Elogio de la Sinfónica
Seguramente Madrid tiene voz propia antes de ser designada capital, uno de sus muchos conquistadores se la presta y el erudito contemporáneo la rescata para explicar a los turistas los antecedentes de la plaza Mayor, cuando en los siglos dorados los reyes presiden desde los balcones de la Casa de la Panadería -hoy dependencias del Ayuntamiento- el auto de fe contra el hereje y la justa del caballero con el toro.

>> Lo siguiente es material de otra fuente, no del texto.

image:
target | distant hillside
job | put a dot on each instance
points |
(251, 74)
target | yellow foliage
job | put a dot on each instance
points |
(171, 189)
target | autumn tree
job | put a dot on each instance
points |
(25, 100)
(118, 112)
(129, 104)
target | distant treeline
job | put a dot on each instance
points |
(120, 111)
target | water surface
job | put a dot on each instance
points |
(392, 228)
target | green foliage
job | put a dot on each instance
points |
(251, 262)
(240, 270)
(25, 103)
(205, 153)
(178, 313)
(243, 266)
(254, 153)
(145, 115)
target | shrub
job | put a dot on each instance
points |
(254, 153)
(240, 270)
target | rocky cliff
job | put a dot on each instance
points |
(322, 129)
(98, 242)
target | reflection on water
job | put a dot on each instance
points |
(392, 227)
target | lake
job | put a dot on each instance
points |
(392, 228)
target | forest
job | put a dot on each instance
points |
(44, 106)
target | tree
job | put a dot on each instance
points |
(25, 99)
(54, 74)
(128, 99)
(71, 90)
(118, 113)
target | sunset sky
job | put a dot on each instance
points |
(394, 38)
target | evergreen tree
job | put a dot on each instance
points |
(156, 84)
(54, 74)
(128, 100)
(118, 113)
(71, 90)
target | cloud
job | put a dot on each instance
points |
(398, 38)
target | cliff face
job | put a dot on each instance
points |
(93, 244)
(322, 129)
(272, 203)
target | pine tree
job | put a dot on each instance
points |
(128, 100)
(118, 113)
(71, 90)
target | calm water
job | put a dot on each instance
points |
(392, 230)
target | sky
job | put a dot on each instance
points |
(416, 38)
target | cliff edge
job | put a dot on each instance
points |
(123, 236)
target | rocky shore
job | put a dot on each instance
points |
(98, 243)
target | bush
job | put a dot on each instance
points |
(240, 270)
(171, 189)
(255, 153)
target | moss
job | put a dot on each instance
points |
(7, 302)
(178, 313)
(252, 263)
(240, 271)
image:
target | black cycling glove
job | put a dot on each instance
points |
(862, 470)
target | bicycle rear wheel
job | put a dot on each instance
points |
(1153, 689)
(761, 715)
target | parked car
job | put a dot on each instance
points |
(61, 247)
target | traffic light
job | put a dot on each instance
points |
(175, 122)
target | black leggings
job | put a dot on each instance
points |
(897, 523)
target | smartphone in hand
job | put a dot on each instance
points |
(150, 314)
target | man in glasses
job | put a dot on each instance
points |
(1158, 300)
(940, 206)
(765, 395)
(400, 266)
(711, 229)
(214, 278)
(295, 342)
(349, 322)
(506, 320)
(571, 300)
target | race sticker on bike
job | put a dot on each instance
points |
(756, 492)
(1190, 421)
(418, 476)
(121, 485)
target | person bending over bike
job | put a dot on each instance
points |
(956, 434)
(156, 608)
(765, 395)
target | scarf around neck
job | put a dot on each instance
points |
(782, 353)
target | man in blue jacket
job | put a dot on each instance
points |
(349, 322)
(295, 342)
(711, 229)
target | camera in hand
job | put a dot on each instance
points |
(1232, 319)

Hasta el cercano mentidero de San Felipe, que en su momento conocerá la muerte de Villamediana, llega noticia de estos lances, pero no de esa voz madrileña que huye de las altas intrigas lo mismo que de la embestida del animal, porque prefiere instalarse en los barrios bajos. Ahí participa de la bronca y de la sátira, canta la tonadilla en entremeses y zarzuelas, y acaba volviendo al escenario de los Austrias para introducirse en los comercios descritos por Galdós.
Unos establecimientos en los que no importa tanto qué se vende -boinas, cataplasmas, monedas, sellos, artículos de mercería o bocadillos de calamares-, como lo que se desarrolla en su trastienda, esa rebotica abierta a la tertulia o la conspiración, refugio del perseguido durante una larga centuria de guerras civiles, y donde también encuentra asilo la que, sorprendida en su recorrido, acelera el vuelo de su falda para hurtarse al galanteador que la sofoca.
Varios compositores registran esa voz en el pentagrama con la ilusión de enriquecer a sus descendientes, pero la partitura se pierde o archiva en oficinas inaccesibles hasta que un buen día reaparece como caída del cielo velazqueño, pues no hay otra manera de explicarse esa resurrección laica.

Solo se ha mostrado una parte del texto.